Kino

“Streik“: Der Profit siegt über die Lebensleistung

Vincent Lindon (Mitte) gewann 2015 in Cannes die Darsteller-Palme. „Streik“ ist seine vierte Arbeit mit Stéphane Brizé.
© Filmladen

Stéphane Brizé rekonstruiert in „Streik“ den Kampf verzweifelter Arbeiter um ihre Stellen und ihre Würde.

Innsbruck –Wenn in einer TV-Nachrichtensendung gerade einmal eine Minute für einen Bericht über demonstrierende Arbeiter zur Verfügung steht, liefert eine zitternde Handkamera die emotionalen Zusatzinformationen: Die Lage ist brisant und unüberschaubar und der Kameramann hat sich wie sonst nur in Kriegsgebieten in Gefahr gebracht. Dieses Stilmittel macht sich Stéphane Brizé in seinem Film „Streik“ zu eigen – auch um die Methoden der Manipulation deutlich zu machen.

Der Konflikt lässt sich relativ leicht erklären. Vor zwei Jahren vereinbarten die französische Regierung, ein deutscher Autokonzern und die Gewerkschaften, die Zulieferfirma „Perrin-Industrie“ zumindest für fünf Jahre zu erhalten. Dafür kassierte der Konzern eine stattliche Subvention, die 1100 Arbeiter verzichteten auf einen erheblichen Teil ihres Lohnes, um den Fortbestand der Firma zu sichern. Trotz eines beachtlichen Jahresgewinns beschließt die Konzernspitze, die Produktion von Frankreich nach Rumänien zu verlagern. Die Daumen der Aktionäre und die Börsenkurse schießen nach oben, doch die Bösen sind in der Berichterstattung die Arbeiter.

Zwischen nervösen Reißschwenks wird Laurent Amédéo (Vincent Lindon) in seiner roten Weste der (ehemals kommunistischen) Gewerkschaft CGT sichtbar. Als Betriebsrat macht er auf den Subventionsbetrug aufmerksam, mit dem Lohnverzicht der Arbeitnehmer konnte sich der Konzern zusätzlich einige Millionen an Sozialabgaben ersparen.

Laurent schaut auf sein bescheidenes Häuschen, das er bald verlieren wird, da er seiner Exfrau mit einem Kredit den Hälfteanteil abgekauft hat. Und in dieser Region wird es nie wieder eine Arbeitsstelle geben. „Dann ziehen sie eben in eine andere Region!“, sagt ihm der Direktor der Niederlassung. Der verdient immerhin neun Millionen Euro im Jahr und hat natürlich eine andere Sicht auf Lebensleistung und damit verbundene Privilegien.
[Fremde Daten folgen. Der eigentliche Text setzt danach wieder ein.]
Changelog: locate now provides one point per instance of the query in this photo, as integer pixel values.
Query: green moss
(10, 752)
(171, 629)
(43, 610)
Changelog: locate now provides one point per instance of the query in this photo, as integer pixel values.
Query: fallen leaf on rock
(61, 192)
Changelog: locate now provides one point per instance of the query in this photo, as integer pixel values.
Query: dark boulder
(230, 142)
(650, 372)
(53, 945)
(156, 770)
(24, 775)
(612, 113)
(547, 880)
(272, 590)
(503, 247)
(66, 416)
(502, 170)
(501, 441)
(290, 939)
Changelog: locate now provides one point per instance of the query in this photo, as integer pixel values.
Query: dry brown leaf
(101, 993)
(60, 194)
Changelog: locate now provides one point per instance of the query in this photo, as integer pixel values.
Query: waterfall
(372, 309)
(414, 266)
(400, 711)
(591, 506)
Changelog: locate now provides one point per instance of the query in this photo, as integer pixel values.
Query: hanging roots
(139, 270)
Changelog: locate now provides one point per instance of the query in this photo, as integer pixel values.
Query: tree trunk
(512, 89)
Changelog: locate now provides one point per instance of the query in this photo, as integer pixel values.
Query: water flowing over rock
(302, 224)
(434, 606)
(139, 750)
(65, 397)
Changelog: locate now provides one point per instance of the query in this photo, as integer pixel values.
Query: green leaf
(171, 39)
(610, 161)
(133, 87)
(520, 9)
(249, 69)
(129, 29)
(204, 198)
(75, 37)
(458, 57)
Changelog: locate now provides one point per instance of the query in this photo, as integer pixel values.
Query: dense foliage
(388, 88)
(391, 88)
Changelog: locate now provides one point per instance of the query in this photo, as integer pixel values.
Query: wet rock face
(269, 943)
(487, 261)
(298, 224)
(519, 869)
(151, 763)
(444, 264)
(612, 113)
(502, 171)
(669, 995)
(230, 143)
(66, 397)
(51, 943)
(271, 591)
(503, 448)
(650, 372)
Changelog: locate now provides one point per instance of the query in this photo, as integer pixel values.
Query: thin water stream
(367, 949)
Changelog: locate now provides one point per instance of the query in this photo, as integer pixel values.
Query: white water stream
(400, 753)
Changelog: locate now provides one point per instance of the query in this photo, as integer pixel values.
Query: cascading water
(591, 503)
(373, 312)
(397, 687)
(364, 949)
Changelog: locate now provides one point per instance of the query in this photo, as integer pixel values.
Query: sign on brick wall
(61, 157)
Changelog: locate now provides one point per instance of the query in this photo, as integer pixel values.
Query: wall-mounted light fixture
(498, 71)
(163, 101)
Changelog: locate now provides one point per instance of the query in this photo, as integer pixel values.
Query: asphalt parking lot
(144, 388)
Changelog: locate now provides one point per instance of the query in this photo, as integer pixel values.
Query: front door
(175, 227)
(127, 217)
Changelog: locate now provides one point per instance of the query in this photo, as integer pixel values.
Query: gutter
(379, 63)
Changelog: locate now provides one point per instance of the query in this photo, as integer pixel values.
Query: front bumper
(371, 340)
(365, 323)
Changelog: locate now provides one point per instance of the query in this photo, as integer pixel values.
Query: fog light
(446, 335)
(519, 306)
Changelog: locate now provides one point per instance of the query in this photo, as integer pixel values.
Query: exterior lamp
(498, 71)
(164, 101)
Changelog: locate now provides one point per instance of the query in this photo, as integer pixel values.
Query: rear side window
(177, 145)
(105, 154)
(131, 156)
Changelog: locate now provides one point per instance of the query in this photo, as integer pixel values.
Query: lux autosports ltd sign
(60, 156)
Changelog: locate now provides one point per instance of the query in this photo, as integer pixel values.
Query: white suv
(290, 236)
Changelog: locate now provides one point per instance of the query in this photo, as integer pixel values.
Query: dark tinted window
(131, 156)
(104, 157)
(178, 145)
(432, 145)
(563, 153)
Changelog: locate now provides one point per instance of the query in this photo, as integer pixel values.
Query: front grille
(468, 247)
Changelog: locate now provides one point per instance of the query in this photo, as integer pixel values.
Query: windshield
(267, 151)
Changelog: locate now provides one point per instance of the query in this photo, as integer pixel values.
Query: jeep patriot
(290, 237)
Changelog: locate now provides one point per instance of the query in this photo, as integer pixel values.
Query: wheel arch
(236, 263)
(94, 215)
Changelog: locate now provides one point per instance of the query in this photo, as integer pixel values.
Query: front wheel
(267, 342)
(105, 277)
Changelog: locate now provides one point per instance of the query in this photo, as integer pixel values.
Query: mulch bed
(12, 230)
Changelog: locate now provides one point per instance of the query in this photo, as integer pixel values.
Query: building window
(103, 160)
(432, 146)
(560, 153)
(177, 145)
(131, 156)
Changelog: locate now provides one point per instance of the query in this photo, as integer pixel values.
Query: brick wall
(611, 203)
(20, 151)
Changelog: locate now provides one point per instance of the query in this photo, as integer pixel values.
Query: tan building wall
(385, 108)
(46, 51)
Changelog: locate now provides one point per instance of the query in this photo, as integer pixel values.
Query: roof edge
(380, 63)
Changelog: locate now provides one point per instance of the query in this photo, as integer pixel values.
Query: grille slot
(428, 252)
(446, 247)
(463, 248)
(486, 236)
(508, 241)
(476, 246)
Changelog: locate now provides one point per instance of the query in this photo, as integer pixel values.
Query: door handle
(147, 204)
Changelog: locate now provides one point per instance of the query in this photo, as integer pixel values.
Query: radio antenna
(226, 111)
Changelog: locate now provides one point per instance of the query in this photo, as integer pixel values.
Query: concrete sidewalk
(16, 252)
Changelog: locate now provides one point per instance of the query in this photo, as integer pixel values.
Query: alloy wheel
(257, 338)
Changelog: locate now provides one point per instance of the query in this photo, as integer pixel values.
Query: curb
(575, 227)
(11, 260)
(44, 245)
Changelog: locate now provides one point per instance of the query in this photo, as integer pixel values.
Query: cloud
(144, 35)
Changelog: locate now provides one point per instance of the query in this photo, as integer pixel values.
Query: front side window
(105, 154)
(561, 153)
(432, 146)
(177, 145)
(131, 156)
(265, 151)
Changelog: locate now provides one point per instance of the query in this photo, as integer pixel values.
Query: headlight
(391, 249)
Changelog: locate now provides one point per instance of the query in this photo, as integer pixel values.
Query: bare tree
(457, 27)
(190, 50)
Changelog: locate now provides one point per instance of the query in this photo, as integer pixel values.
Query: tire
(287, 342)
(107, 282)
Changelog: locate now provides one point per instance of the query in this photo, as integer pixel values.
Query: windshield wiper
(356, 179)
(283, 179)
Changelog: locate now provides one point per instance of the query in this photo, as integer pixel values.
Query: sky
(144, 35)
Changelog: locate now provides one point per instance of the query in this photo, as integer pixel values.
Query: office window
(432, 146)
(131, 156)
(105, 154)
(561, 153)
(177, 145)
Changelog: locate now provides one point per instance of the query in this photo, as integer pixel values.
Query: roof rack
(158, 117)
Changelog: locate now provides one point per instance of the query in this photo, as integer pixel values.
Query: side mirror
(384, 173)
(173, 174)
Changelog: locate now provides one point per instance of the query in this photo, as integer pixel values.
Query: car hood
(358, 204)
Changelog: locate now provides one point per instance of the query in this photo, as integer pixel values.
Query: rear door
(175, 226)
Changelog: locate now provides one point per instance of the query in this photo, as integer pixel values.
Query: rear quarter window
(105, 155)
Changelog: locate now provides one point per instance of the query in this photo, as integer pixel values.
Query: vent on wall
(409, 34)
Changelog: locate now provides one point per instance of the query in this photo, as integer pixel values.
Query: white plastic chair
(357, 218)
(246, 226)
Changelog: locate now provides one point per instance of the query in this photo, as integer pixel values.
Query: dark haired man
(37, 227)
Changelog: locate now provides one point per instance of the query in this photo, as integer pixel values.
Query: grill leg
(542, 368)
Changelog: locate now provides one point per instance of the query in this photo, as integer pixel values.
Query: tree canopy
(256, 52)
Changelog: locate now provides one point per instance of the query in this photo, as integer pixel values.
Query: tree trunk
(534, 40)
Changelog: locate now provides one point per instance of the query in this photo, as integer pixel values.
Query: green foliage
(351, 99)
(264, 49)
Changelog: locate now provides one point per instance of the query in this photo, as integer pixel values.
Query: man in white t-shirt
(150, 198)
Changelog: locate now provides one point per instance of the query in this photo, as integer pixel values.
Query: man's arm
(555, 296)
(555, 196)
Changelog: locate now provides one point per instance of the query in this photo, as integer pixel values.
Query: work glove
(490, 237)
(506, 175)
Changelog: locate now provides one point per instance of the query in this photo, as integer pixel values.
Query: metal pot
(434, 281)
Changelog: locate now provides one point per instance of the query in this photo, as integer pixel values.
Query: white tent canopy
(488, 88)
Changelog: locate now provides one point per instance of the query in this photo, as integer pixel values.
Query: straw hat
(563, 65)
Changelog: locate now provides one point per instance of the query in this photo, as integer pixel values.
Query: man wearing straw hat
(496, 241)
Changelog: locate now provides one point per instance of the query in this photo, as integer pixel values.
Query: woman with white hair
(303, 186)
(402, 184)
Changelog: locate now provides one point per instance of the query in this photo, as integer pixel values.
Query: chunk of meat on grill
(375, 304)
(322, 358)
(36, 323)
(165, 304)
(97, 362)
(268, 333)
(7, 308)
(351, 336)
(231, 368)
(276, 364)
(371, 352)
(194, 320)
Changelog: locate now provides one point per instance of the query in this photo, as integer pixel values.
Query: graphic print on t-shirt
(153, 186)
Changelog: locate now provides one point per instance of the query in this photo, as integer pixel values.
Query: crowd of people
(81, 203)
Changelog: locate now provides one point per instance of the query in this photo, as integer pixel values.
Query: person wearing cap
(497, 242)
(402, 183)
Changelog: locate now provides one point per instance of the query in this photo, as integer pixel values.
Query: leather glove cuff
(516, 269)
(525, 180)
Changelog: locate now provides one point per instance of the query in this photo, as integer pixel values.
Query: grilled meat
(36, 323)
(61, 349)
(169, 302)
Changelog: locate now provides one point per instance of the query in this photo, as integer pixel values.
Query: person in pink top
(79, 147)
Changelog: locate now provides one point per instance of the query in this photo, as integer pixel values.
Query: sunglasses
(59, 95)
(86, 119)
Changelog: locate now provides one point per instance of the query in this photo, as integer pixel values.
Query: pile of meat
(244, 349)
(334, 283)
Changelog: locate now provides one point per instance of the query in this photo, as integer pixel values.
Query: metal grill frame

Der Staatspräsident, der sonst auch einen flapsigen Umgang mit Arbeitslosen pflegt, ernennt immerhin einen Bevollmächtigten für soziale Lösungen, doch der „freie Markt“ folgt den Regeln des Profits. Die Politiker können sich entspannt zurücklehnen.

2015 triumphierte Stéphane Brizé mit „Der Wert des Menschen“ beim Filmfestival in Cannes. Vincent Lindon spielte in dem Film einen Arbeitslosen, der alle Etappen der Demütigungen durchlaufen musste, bis er endlich auf der untersten Stufe als Kaufhausdetektiv angekommen war, wo er seinesgleichen überwachen musste, die an der Kasse nach der Meinung des Managements den größten Schaden anrichten konnten.

Brizés „Streik“ heißt im Original „En guerre“, ein mit Todesopfern verbundener Titel, der deutsche Bearbeiter zurückschrecken lässt, während Franzosen bei ähnlichen Arbeitskämpfen sich an die Verzweifelten erinnern, die sich von den Dächern der Fabriken gestürzt oder sich in der Erwartung eines qualvollen Todes vor einer Konzernzentrale angezündet haben. Man kann Brizés Film manche Vereinfachung vorwerfen, doch sein „Streik“, ein Jahr vor der „Gelbwesten-Bewegung“ gedreht, zeigt gesellschaftliche Bruchstellen auf, die sich nicht mehr verniedlichen lassen. (p. a.)